Deux raisons nous poussent à prendre cette rumeur au sérieux. Non seulement c'est le rêve de gosse (ou presque) de Tucker Carlson, mais il en a le pouvoir, que d'autres groupies du maître du Kremlin n'auront jamais. On pense notamment au journaliste-parlementaire suisse Roger Köppel, tout aussi controversé que son confrère américain, qui n'avait eu droit qu'à Vladimir Soloviev, le propagandiste le plus endurant du régime de Poutine.

Depuis son débarquement bruyant de la chaîne Fox News, Tucker Carlson a vu sa popularité croître de manière exponentielle. Déjà dénué de la moindre intégrité intellectuelle lorsqu'il œuvrait sur câble américain, le voilà lâché à grande vitesse sur l'autoroute de la désinformation, grâce à la plateforme d'Elon Musk. Sous la forme de longs entretiens filmés, le prédicateur d'extrême droite convie les voix dissonantes, celles que les «médias américains ignorent sciemment».

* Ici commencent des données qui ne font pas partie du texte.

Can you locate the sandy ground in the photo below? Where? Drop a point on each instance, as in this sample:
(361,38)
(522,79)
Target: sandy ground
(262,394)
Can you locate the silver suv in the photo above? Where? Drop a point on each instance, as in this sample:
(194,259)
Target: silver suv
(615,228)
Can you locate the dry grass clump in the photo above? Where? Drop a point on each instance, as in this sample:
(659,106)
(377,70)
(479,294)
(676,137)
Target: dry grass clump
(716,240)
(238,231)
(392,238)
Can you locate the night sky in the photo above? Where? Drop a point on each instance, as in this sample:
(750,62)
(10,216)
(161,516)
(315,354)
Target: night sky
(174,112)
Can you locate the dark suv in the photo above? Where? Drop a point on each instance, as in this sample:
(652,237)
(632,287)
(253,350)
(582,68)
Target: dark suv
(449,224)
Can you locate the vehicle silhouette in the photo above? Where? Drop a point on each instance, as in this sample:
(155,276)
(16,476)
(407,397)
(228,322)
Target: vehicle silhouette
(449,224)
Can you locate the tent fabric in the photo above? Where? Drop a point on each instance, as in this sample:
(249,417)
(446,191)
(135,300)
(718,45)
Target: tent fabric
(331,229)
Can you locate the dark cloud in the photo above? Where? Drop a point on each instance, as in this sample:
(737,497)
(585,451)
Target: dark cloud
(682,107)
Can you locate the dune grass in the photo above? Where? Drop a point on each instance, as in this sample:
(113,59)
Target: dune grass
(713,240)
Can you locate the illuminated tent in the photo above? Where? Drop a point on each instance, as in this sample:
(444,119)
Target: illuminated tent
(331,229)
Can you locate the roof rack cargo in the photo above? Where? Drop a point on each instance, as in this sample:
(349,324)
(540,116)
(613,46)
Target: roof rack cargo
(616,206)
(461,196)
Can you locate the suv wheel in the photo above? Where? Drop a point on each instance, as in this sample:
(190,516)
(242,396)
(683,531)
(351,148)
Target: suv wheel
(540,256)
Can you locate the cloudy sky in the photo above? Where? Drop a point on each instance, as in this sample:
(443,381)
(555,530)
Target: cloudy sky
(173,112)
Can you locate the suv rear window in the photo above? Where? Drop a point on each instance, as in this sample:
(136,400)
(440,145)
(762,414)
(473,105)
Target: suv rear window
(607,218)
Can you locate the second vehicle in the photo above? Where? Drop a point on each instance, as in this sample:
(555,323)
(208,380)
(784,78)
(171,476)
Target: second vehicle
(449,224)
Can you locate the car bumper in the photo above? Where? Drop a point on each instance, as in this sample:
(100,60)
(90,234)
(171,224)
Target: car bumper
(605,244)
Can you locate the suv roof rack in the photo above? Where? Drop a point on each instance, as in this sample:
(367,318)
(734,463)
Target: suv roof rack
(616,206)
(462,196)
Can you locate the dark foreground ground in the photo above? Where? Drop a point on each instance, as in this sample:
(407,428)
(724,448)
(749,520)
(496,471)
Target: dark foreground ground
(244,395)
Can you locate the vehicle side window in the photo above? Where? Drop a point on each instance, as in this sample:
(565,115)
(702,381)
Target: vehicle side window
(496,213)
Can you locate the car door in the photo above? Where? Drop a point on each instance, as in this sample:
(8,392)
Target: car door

En six petits mois, Carlson a déjà posé ses caméras et ses questions devant le premier ministre hongrois Viktor Orbán, Javier Milei, le frangin de Jeffrey Epstein, Russell Brand, Donald Trump (of course) ou encore Alex Jones, le complotiste le plus dangereux des Etats-Unis. Sans oublier ce fumeur de crack, tristement célèbre, qui prétend avoir entretenu des relations sexuelles avec Barack Obama.

Une crise politique éclate en Espagne? Il saute dans un avion. Une colère paysanne éclate en Allemagne? Idem. Chacune de ses interviews, chacun de ses reportages cumulent des dizaines de millions de vues et renforce méchamment son nouveau statut de porte-parole de la propagande autoritaire à travers le monde.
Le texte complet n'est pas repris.